En el mes de Septiembre de 1908 David, Mawson y MacKay parten hacía el polo sur magnético sin ningún tipo de experiencia polar (Salvo la obtenida durante la aclimatación) y sin tracción animal, el 15 de Enero de 1909 tras numerosas vicisitudes, varias veces se cayeron en las grietas, consiguen situarse a 15´ del polo magnético. Preparan un depósito con el material pesado en ese punto y logran concluir su objetivo. Desandan las 24 millas hasta el acopio y en un alarde de resistencia y valor regresan al Nimrod, habían recorrido 1260 millas sin poneys ni perros en el lugar más inhóspito de la tierra.
Por su parte Shackleton, Adams, Marshall y Wild parten a su vez de Cape Royds el 29 de Octubre de 1908. Desde un principio se hace patente el sufrimiento de los poneys que van siendo sacrificados de manera inmisericorde. Grietas y una escasa visibilidad hacen durísimo el avance. El 26 de noviembre sobrepasan el punto alcanzado por Scott en 1902 y recorren el que bautizaran como Glaciar Beardmore (en honor al patrocinador) a lo largo de un tendido ascenso que durante 200 Km les acerca a la meseta antártica. El 11 de Diciembre su posición se sitúa apenas a 200 millas del Polo Sur. Quince días más tarde alcanzan al fin la meseta bajo unas condiciones extremas que se agudizan el día 30. Una violentísima ventisca les frena en seco. Débiles, enfermos y con las congelaciones acechando sus extremidades el 4 de Enero Shackleton redacta:

“El final está cerca, solo podemos avanzar tres jornadas más como máximo, nos estamos debilitando rápidamente”

Avanzan contra el temporal tres días más, el día 7, a cien millas del Polo, se detienen. A la mañana siguiente, no pueden abandonar la tienda.
Dos días después, equipados con la Unión Jack, la cámara y una brújula se alejan del vivac en dirección al eje de la tierra. A las nueve de la mañana del día nueve de Enero de 1909, un cilindro hermético conteniendo unos sellos sitúa en 88º 23´ de latitud sur el punto más austral alcanzado por el hombre a 97 millas del polo sur geográfico.

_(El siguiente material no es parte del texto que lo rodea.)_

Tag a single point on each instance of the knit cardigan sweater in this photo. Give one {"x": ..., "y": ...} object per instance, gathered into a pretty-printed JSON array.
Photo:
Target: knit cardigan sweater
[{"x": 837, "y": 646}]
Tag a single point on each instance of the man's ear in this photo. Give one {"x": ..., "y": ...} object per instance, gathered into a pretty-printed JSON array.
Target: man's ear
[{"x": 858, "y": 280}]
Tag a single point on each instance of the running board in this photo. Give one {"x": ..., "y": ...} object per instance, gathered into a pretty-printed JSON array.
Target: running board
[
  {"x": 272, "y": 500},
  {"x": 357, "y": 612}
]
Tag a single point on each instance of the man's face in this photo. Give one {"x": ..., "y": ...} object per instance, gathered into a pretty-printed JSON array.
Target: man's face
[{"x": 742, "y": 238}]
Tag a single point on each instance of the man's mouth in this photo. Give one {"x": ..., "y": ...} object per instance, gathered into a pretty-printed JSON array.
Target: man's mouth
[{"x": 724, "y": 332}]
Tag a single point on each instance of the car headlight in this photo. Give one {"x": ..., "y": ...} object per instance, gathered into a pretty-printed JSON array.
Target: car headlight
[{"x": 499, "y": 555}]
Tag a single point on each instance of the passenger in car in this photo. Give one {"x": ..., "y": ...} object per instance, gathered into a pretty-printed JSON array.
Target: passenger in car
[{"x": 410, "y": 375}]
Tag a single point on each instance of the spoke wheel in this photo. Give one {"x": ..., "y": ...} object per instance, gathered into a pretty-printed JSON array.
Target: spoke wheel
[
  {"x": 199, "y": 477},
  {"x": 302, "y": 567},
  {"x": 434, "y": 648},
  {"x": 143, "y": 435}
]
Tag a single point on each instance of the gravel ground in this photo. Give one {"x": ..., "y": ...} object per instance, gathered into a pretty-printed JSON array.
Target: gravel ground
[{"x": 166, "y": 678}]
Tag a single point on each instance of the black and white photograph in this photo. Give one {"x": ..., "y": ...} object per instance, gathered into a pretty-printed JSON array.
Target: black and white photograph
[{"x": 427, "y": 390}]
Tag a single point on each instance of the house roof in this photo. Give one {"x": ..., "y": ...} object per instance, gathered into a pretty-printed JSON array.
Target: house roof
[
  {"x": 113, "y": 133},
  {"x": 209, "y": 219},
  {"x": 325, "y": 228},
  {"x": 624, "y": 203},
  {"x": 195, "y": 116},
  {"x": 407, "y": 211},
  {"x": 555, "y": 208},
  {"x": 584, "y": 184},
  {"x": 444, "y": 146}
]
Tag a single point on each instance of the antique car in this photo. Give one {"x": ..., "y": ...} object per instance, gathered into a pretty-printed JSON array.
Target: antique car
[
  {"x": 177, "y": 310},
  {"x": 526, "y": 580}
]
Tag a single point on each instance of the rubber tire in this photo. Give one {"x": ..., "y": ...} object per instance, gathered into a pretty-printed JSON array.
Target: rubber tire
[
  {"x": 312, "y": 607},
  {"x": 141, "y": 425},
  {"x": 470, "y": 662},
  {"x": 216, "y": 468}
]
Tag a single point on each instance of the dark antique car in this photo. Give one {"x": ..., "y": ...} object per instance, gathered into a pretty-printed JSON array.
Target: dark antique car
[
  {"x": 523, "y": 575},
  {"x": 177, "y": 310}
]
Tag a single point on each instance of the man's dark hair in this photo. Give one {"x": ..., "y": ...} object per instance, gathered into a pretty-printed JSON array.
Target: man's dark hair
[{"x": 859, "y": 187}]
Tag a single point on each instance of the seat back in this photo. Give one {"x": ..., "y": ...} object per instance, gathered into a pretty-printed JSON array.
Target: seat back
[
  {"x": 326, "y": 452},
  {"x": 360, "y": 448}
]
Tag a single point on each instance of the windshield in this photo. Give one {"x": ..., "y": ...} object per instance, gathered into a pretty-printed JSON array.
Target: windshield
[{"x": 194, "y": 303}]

“He pensado que preferirías un burro vivo a un león muerto” Escribe Shackleton a su mujer”
El 1 de Marzo estaban de vuelta en el Nimrod tras un periplo de 1700 millas y abriendo las puertas del Polo a Amundsen y a Scott.

Amundsen, "El Dandy"



Amundsen "El Lobo"

Pero, si hay una expedición legendaria es la del Endurance entre 1914 y 1916, en plena Primera Guerra Mundial; los hombres que la vivieron, mantuvieron sus propias batallas contra los elementos a las ordenes del jefe de expedición más brillante de todos los tiempos.
Tras la genial incursión de Amundsen que en 1911 firmaba un raid excepcional al Polo ganándole la carrera a Scott, quedaba como gran objetivo la travesía antártica.
Planea Shackleton una ruta que consistiría en atravesar el helado continente partiendo de el mar de Weddell , pasando por el Polo Geográfico y tras avanzar por el casquete unas 1800 millas, terminar el recorrido en el mar de Ross.
La planificación contaba con dos buques: EL Aurora que a las ordenes de Mawson debía dirigirse al mar de Ross y el propio Endurance que pondría rumbo al mar de Weddell, estimaba el comandante que la travesía debía durar 120 días.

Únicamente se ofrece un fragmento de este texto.